First, the Old Testament Scriptures were written from the perspective of the bronze and iron ages.  “In the beginning God made the heavens and earth” (Genesis 1: 1) comes from a far different cosmology than one offered by the Hubble and Kepler Space Telescopes.  The cosmological structure of the day would be something like a snow globe in reverse:  the earth is surrounded by a firmament which separates the earth from waters of the heavens above.  Additionally, the structure of the land separates the soil and “sweet waters” of rivers and streams, from the “dark” waters of the abyss that are found below the habitable land.  The stars and planets were understood to move along the surface of the firmament.  This cosmology is put forth in a variety of the Psalms including these:

You stretch out the heavens like a tent, you set the beams of your chambers on the waters, you make the clouds your chariot… (Psalm LXX 103, MT 104)

…The earth is the Lord’s and all that is in it, the world, and those who live in it; for he has founded it on the seas, and established it on the rivers (Psalm LXX 23, MT 24)
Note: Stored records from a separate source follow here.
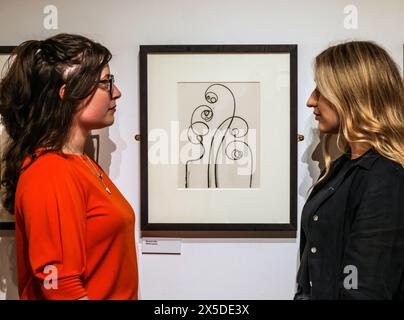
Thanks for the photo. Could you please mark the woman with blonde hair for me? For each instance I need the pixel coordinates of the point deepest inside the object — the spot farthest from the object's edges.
(352, 225)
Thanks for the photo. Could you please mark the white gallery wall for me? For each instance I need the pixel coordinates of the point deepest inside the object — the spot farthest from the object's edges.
(207, 268)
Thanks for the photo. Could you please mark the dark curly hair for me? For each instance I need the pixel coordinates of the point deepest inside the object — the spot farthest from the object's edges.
(32, 111)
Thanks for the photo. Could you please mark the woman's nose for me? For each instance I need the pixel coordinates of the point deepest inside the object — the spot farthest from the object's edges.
(312, 101)
(116, 93)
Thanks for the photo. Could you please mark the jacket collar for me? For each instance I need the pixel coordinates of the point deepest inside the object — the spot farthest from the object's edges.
(367, 160)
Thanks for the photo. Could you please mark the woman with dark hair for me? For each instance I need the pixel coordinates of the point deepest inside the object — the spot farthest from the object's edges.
(74, 229)
(352, 226)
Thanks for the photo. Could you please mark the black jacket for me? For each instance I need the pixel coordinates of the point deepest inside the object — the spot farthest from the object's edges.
(352, 234)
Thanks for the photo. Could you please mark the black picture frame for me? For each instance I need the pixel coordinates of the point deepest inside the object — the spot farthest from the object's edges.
(217, 230)
(6, 225)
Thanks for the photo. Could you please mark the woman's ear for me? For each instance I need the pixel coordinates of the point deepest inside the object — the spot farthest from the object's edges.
(62, 91)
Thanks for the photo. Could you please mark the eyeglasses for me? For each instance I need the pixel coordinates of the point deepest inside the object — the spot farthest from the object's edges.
(109, 82)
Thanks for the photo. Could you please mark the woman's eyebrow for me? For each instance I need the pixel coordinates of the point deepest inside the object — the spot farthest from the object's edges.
(106, 76)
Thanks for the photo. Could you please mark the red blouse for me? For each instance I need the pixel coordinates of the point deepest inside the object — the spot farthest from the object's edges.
(73, 238)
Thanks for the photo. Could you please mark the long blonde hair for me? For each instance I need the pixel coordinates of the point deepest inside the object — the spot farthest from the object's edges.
(365, 86)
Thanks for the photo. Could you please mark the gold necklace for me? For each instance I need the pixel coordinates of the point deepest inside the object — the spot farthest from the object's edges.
(99, 175)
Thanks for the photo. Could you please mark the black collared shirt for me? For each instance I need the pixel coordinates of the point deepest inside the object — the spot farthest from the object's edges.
(353, 222)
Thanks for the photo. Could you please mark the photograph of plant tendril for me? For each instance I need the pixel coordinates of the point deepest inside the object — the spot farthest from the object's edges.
(219, 134)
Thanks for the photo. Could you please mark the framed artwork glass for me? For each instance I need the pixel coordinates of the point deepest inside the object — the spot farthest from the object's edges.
(6, 219)
(218, 140)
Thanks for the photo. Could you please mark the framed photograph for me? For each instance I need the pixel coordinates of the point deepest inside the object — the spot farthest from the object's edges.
(218, 140)
(6, 219)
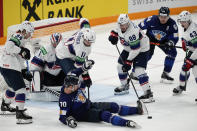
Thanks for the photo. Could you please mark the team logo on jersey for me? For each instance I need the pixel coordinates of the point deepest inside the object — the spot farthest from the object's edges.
(31, 6)
(158, 34)
(81, 97)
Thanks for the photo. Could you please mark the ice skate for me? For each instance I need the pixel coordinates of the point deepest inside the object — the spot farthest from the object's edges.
(133, 77)
(178, 90)
(131, 124)
(121, 90)
(6, 109)
(141, 108)
(22, 117)
(147, 97)
(165, 78)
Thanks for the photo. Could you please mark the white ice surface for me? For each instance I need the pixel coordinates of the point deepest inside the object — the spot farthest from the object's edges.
(170, 113)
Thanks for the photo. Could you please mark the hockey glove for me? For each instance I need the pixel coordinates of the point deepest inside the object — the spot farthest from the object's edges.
(87, 80)
(87, 65)
(26, 74)
(113, 38)
(187, 64)
(127, 66)
(25, 53)
(71, 122)
(183, 44)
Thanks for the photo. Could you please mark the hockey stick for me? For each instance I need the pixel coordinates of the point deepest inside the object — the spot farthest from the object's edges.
(27, 63)
(130, 80)
(186, 77)
(51, 91)
(153, 43)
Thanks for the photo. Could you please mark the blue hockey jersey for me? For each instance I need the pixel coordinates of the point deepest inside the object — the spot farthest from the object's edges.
(160, 33)
(75, 104)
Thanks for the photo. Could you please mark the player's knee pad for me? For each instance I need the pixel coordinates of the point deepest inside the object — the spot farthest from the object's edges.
(114, 107)
(183, 77)
(172, 53)
(106, 116)
(122, 75)
(21, 91)
(139, 71)
(119, 68)
(126, 110)
(9, 94)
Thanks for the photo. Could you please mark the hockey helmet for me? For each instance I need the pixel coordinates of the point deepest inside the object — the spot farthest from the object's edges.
(55, 39)
(89, 35)
(71, 80)
(84, 23)
(26, 25)
(184, 16)
(123, 19)
(164, 11)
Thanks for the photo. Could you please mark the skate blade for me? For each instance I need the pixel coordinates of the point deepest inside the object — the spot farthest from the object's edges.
(22, 121)
(177, 94)
(166, 81)
(121, 93)
(150, 100)
(7, 113)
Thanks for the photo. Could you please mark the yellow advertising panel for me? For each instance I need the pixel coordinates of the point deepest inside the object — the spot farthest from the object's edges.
(84, 8)
(31, 10)
(11, 13)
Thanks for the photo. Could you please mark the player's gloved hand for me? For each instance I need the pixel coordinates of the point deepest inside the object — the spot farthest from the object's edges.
(127, 66)
(183, 44)
(170, 44)
(26, 74)
(187, 64)
(87, 65)
(113, 38)
(71, 122)
(25, 53)
(87, 80)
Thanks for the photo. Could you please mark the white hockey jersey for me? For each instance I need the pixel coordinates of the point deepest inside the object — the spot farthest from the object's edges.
(73, 48)
(45, 60)
(190, 35)
(133, 40)
(10, 58)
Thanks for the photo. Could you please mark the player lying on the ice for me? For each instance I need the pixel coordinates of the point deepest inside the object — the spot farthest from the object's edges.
(74, 107)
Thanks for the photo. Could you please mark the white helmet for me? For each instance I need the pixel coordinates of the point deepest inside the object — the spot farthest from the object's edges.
(184, 16)
(56, 38)
(89, 35)
(84, 23)
(26, 25)
(123, 19)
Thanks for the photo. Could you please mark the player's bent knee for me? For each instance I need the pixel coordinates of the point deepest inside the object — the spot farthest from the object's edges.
(115, 107)
(106, 116)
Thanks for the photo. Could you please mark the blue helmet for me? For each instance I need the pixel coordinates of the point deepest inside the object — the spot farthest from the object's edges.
(71, 80)
(164, 11)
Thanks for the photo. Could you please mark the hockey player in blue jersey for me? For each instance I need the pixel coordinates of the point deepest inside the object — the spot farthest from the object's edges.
(74, 107)
(162, 31)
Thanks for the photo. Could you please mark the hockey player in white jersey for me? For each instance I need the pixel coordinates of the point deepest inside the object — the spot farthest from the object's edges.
(13, 70)
(135, 51)
(44, 61)
(72, 54)
(189, 44)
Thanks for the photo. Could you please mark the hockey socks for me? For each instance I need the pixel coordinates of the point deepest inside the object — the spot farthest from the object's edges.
(20, 101)
(9, 95)
(123, 110)
(106, 116)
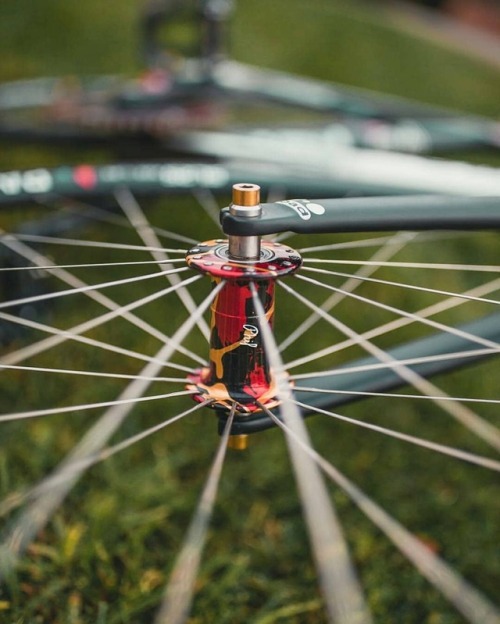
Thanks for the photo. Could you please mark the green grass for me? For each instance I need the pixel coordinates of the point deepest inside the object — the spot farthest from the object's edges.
(107, 554)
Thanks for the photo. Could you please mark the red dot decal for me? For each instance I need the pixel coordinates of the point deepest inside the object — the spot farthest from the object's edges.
(85, 176)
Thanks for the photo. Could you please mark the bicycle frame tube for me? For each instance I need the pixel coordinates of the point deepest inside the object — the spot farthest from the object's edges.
(369, 214)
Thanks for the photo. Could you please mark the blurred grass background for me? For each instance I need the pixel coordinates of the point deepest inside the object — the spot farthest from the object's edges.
(107, 554)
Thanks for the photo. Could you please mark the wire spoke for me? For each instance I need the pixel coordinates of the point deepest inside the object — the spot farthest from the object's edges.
(485, 268)
(180, 589)
(40, 509)
(59, 336)
(87, 265)
(380, 240)
(435, 291)
(415, 317)
(138, 219)
(391, 247)
(102, 299)
(88, 287)
(476, 608)
(70, 371)
(394, 395)
(399, 323)
(54, 240)
(487, 432)
(342, 593)
(52, 411)
(472, 458)
(347, 370)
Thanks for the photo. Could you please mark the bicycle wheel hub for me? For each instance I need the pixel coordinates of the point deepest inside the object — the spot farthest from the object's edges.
(239, 372)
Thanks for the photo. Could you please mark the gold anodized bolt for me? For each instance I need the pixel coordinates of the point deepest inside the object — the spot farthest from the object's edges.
(246, 194)
(238, 442)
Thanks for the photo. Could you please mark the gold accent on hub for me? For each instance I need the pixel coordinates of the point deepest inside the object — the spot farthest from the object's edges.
(246, 194)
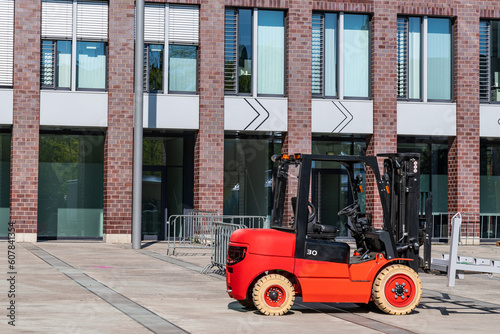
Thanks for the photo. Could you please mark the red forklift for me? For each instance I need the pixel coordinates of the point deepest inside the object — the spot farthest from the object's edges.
(300, 256)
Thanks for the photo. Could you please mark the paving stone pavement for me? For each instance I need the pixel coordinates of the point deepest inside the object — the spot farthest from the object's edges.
(94, 287)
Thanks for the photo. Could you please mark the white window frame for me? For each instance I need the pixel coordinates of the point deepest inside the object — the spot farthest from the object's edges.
(84, 27)
(424, 61)
(6, 43)
(340, 55)
(255, 25)
(165, 31)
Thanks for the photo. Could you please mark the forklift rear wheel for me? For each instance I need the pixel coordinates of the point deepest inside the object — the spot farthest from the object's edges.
(246, 303)
(397, 289)
(273, 294)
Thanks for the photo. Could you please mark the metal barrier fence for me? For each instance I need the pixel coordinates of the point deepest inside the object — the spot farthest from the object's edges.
(248, 221)
(475, 227)
(190, 231)
(222, 233)
(197, 231)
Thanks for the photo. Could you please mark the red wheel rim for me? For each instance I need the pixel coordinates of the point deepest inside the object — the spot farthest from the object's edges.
(400, 290)
(275, 296)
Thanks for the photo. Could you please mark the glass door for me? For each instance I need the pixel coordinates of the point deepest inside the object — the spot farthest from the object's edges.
(153, 202)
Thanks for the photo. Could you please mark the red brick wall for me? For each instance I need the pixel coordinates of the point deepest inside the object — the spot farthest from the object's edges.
(118, 156)
(384, 82)
(463, 157)
(25, 130)
(299, 31)
(209, 146)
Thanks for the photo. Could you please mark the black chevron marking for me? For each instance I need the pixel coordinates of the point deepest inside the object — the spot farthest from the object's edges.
(346, 116)
(352, 116)
(258, 114)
To judge our current cosmology by such ancient standards simply does not stand.  Neither can a judgment of the biblical cosmology by current concepts hold.  Both are a  form of cultural imperialism.
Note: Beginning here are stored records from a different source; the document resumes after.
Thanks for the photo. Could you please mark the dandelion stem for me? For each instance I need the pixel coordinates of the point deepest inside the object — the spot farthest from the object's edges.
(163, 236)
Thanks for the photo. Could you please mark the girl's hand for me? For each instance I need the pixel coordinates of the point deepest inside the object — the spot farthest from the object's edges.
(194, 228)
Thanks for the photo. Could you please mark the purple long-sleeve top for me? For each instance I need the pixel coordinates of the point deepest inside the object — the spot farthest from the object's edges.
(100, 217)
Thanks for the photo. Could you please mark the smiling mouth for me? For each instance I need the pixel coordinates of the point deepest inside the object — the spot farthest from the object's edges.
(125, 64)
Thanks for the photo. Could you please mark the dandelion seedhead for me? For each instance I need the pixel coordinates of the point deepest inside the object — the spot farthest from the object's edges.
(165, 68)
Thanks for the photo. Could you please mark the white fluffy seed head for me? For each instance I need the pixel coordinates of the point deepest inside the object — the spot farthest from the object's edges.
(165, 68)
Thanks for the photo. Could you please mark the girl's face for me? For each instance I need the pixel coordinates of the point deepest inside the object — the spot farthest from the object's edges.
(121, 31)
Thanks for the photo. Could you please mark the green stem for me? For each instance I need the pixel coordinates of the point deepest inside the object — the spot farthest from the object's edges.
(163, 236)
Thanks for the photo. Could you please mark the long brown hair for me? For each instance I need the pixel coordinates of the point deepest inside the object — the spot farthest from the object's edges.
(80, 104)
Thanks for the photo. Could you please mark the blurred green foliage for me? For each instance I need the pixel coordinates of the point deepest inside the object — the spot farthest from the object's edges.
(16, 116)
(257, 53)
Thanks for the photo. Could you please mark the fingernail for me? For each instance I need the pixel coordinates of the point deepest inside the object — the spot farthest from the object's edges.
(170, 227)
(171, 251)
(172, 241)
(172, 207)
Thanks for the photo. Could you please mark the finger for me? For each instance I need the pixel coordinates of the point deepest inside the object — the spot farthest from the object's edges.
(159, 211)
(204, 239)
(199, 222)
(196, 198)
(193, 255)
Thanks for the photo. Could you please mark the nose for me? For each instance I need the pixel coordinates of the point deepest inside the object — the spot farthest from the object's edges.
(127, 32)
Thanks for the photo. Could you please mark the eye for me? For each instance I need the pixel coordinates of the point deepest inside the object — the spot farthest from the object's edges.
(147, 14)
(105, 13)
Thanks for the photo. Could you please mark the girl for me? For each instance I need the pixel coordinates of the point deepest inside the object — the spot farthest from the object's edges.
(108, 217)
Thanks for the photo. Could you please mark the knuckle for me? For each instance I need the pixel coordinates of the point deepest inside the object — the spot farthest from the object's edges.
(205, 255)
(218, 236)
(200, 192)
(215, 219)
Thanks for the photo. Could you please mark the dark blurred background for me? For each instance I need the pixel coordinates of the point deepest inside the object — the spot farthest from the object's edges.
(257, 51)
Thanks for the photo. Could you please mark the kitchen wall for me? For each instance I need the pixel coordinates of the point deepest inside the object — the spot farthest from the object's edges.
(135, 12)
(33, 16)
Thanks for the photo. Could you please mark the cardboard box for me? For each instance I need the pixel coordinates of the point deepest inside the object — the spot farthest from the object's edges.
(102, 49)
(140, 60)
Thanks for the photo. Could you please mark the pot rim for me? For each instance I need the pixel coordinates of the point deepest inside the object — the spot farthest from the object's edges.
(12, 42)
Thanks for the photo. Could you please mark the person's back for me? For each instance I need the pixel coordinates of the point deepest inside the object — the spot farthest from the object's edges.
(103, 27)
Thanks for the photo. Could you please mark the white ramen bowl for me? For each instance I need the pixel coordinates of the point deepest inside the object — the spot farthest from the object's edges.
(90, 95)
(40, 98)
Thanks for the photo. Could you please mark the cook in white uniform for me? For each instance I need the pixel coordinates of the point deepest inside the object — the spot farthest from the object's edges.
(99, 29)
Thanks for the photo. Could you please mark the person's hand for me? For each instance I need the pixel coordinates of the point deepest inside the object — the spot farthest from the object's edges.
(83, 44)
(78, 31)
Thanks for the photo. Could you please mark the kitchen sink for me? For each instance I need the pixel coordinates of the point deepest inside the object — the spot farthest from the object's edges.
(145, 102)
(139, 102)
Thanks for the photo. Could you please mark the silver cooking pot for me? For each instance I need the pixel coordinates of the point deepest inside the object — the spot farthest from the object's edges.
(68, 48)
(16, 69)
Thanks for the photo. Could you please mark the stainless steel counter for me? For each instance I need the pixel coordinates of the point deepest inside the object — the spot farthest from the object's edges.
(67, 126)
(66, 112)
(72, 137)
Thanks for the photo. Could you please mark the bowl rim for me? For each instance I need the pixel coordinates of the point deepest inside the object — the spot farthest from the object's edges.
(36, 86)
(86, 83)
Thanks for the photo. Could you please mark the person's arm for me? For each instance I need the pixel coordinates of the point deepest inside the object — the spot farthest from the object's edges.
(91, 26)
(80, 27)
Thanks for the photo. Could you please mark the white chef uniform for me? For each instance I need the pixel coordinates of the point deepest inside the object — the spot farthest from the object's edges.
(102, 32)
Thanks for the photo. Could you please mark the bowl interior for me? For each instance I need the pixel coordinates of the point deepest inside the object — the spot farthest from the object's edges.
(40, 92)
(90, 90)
Secondly, from the Nicene Creed we declare, “I believe in one God, the Father Almighty, maker of heaven and earth…I believe in the Holy Spirit, the Lord, the Giver of life…”  Then, in the opening of Matins (Orthos) we have this declaration that summarizes the scriptural teachings:  “Glory to the holy, consubstanial, life-creating, and undivided Trinity!”  There is no place within the created realm that God can not touch.  There is no place within the universe that the creative, life giving power of God cannot act.  Thus, the moons of Jupiter and Saturn, and the soil of Mars may now contain, or at one time sustained microbial, or other simple life forms.  I state we should rejoice, marvel, and give thanks to God for such a mind expanding revelation when it comes!  It will be to his glory!

lom_Curiosity

Why do we so search for such life?  We search because we are made for relationship.  The Triune God is the source of relationship, for God exists in three co-eternal Persons:  Father, Son, and Holy Spirit.  We have three distinct Persons existing in eternal loving, self-giving, and other-receiving relationship, which is in turn the basis of existence, and source of all relational unions.  Then, as God’s image bearers, by extension, we are to have relationship not only with God and each other, but also the entirety of creation — the entire, enormous expanse of it.  Hence, we search, at least in part, because we seek to ever expand human relationships with “other”, and receive that “other” to ourselves.
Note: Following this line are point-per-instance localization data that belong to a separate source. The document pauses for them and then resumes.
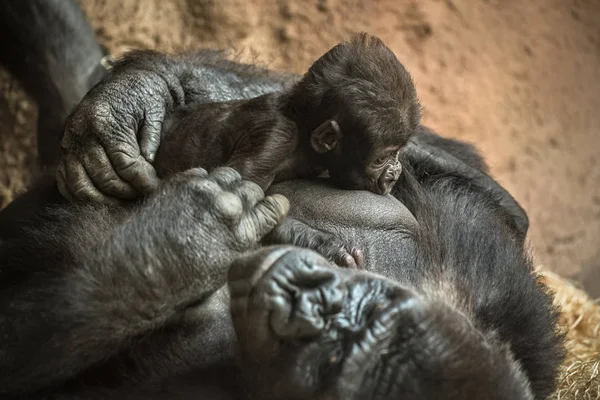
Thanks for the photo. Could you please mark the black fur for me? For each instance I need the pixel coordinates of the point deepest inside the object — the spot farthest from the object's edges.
(131, 301)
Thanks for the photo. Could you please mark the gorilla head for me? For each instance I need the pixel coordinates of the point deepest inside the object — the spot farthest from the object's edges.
(307, 329)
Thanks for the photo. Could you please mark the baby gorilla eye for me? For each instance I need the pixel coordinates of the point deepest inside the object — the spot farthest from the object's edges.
(381, 161)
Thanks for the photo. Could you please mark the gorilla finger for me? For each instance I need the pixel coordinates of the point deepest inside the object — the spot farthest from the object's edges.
(150, 136)
(267, 214)
(104, 177)
(226, 177)
(250, 194)
(81, 186)
(228, 206)
(193, 173)
(345, 260)
(135, 170)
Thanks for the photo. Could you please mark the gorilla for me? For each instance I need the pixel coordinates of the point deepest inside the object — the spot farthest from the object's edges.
(174, 295)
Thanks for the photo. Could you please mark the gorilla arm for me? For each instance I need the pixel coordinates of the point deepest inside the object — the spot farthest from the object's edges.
(140, 276)
(103, 161)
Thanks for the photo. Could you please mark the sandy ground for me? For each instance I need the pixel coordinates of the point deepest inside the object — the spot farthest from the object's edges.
(521, 79)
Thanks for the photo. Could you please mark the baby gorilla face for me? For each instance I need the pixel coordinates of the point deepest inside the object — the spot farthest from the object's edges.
(310, 330)
(378, 172)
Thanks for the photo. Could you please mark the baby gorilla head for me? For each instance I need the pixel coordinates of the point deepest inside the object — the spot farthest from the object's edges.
(310, 330)
(361, 107)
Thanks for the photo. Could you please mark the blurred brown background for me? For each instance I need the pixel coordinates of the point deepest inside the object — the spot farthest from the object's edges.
(521, 79)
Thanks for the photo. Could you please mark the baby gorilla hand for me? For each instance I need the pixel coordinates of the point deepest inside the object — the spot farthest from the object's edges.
(229, 215)
(102, 160)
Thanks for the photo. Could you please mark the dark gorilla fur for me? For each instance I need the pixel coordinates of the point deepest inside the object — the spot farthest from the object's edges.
(133, 301)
Yes, I would put forth that Christians are to seek for such other life — and relate to it eucharistically — that we may gather in some wild way — such life into the Feast of the Eucharist to be given union with, and in, and for, Christ, as is appropriate for its species.  This is all in accordance with our priestly call to bear God to the entirety of creation, and bear even the extremes of creation to God by our prayers and ministerial actions.  And all of this is to be to the glory of God!